Adequate ability to recover from races is one thing. But the one thing coaches seem to dislike more than anything is the qualifying limitations.

For example, Chandler’s juggernaut girls team was so loaded this season in the sprints that even though freshman Taylor Patton met the state qualifying standards in the 100 and 200, she could only run in a relay at state, because there were four girls on her team with faster times.

“Already athletes can only participate in four events,” Chandler boy coach Steve Carson said. “We get that part for the ‘even’ playing field. But this decision does not reward a well-coached overall track and field program. Plus, it brings on animosity amongst teammates and, worst of all, athletes don’t come out for track. … Again, you penalize sound programs, plus scare away would-be participants. The goal is to make state.”

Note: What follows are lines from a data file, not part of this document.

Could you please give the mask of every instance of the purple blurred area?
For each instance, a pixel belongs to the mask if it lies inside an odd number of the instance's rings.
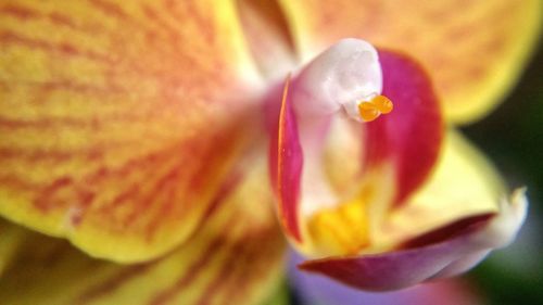
[[[396,292],[363,292],[326,277],[298,269],[304,259],[290,252],[288,275],[298,305],[483,305],[465,280],[441,280]]]

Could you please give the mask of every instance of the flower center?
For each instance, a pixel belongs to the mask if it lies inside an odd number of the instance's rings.
[[[390,113],[392,109],[392,101],[384,96],[377,96],[368,102],[358,104],[358,113],[364,122],[371,122],[381,114]]]

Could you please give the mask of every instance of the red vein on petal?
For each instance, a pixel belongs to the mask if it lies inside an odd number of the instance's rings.
[[[104,280],[100,284],[87,289],[85,292],[83,292],[79,296],[77,296],[73,301],[73,304],[84,305],[103,295],[112,293],[127,281],[136,277],[143,276],[144,272],[151,269],[152,266],[153,264],[149,263],[149,264],[126,267],[116,275],[114,275],[113,277]]]
[[[9,3],[0,8],[0,15],[10,15],[24,21],[38,17],[40,14],[36,10],[20,4]]]
[[[168,300],[175,297],[175,295],[189,285],[199,275],[200,270],[204,269],[207,263],[219,253],[220,249],[225,247],[224,237],[218,237],[214,240],[207,249],[202,252],[202,256],[194,264],[192,264],[189,269],[182,274],[182,277],[178,278],[175,283],[159,293],[149,302],[149,305],[161,305],[166,304]]]

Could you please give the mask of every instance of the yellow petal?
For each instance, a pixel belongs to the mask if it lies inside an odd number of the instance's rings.
[[[0,278],[17,305],[261,304],[280,283],[285,243],[266,161],[232,180],[224,202],[182,246],[137,265],[92,259],[65,241],[35,236]]]
[[[435,171],[414,196],[389,215],[372,239],[387,249],[468,216],[495,213],[508,199],[494,167],[462,135],[450,130]]]
[[[539,0],[281,3],[306,58],[359,37],[419,60],[456,123],[479,118],[510,90],[538,41],[543,12]]]
[[[2,1],[0,50],[0,215],[123,262],[191,234],[255,73],[230,2]]]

The main objective to the changes was to reduce costs and produce higher quality meets.

If not for the reduction of state meets from seven to four, there wouldn’t have been a Devon Allen-Trae Armstrong showdown in Division I that produced two of the greatest 100- and 200-meter showdowns in state history, because Armstrong would have been running in 5A-II and Allen in 5A-I.

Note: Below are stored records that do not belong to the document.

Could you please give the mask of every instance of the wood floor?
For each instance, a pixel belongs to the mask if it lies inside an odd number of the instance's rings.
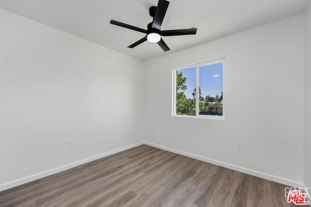
[[[0,206],[297,206],[286,187],[142,145],[0,192]]]

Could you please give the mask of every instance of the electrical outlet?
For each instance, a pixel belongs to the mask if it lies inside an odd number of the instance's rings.
[[[242,143],[238,142],[238,144],[237,145],[237,148],[239,149],[242,149]]]
[[[68,140],[68,147],[73,146],[73,140]]]

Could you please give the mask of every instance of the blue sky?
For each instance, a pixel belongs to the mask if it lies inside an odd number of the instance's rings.
[[[189,98],[192,98],[192,94],[195,88],[195,67],[178,70],[183,71],[183,76],[187,77],[185,92]],[[223,63],[220,63],[200,67],[199,82],[202,96],[215,97],[217,94],[220,96],[223,91]]]

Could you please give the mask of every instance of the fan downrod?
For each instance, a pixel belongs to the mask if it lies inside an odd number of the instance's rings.
[[[155,14],[156,14],[156,6],[152,6],[149,8],[149,15],[153,17],[155,17]]]

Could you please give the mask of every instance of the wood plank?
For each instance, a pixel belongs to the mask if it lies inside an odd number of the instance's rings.
[[[286,187],[142,145],[0,192],[0,206],[298,206]]]

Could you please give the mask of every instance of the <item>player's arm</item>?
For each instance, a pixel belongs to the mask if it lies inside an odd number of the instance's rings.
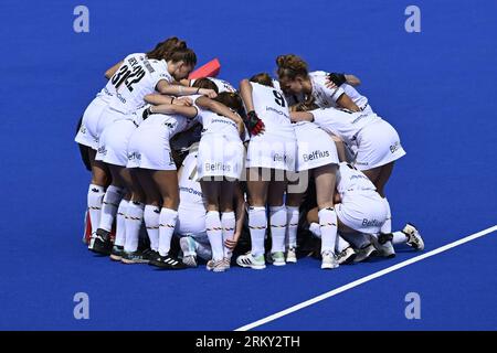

“I like the fact that the divisions have been contracted,” Chandler Valley Christian coach Dan Kuiper said. “I believe it lends itself to better competition and a more competitive state meet. I do not like the fact that only four from each school (in one event) can advance to the state meet. If we want the best athletes at the state meet, why aren’t we allowing all the best to get there?

“How this application has affected our team the last two years, it has been very minimal, but I would hate to see this impact any team to a large degree in the future.”